Cientistas brasileiros ingressaram na corrida para tornar economicamente viável a produção de combustível extraído de algas microscópicas. Na opinião dos pesquisadores, recursos escassos e equipes que atuam de forma solitária ainda constituem obstáculos para o avanço do País.
O desafio é imenso. Só não supera as promessas. De todas as fontes de biocombustíveis, nenhuma oferece produtividade tão grande. Das plantas superiores - com raiz, tronco e folhas -, a melhor opção para produção de óleo - e, depois, biodiesel - é o dendê: cada hectare produz 4,4 mil litros por ano. Algumas microalgas produzem até 90 mil litros em idêntica área e no mesmo período: ou seja, quase 20 vezes mais.

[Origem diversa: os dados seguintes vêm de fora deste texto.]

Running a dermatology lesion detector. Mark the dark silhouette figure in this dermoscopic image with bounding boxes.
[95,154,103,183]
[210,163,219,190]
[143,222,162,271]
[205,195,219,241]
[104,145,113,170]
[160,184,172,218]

A disparidade tem uma explicação simples. Só as sementes do dendê - uma pequena parcela da planta - contêm óleo. E, mesmo assim, apenas 22% do volume das sementes podem ser aproveitados. Já as microalgas funcionam como minúsculos reservatórios de lipídeos, matéria-prima do combustível. Em algumas espécies, o aproveitamento chega a 90% da biomassa produzida.
E as vantagens não terminam aí. Há microalgas que apreciam águas salobras ou águas com resíduos - o esgoto é rico em fosfatos e nitratos, que servem como nutrientes. O uso de tais microrganismos aliviaria a demanda por água doce e limpa, que costuma ser alta em culturas convencionais para produção de biocombustíveis, como soja e cana-de-açúcar.
Não ocorreriam flutuações significativas de safra, pois as microalgas são menos sensíveis a geadas, estações do ano, ao sol e à chuva. Além disso, regiões como o semiárido brasileiro poderiam encontrar sua vocação econômica com fazendas de microalgas. Não haveria desperdício de solo - pouco produtivo na região - e haveria luz de sobra para a fotossíntese das algas. O lençol freático de água salobra forneceria o meio de cultivo.
Por fim, as microalgas são ótimos fixadores de carbono contribuindo para atenuar o aquecimento global. Não é a toa que notáveis como Craig Venter e Bill Gates decidiram investiram fortunas naquilo que julgam ser o combustível do futuro.
Contudo, os problemas também começam cedo. Ninguém aposta que a alternativa se tornará viável em menos de uma década. Há inúmeros desafios técnicos: otimização de fotobiorreatores - onde as algas são cultivadas - para aumentar o volume de biomassa produzido, desenvolvimento de processos baratos para separar os microrganismos da água, identificação de espécies promissoras para cultivo...
E com o barril do petróleo custando menos do que R$ 150, é difícil tornar viáveis economicamente fontes alternativas de energia, o que retarda de forma significativa a pesquisa.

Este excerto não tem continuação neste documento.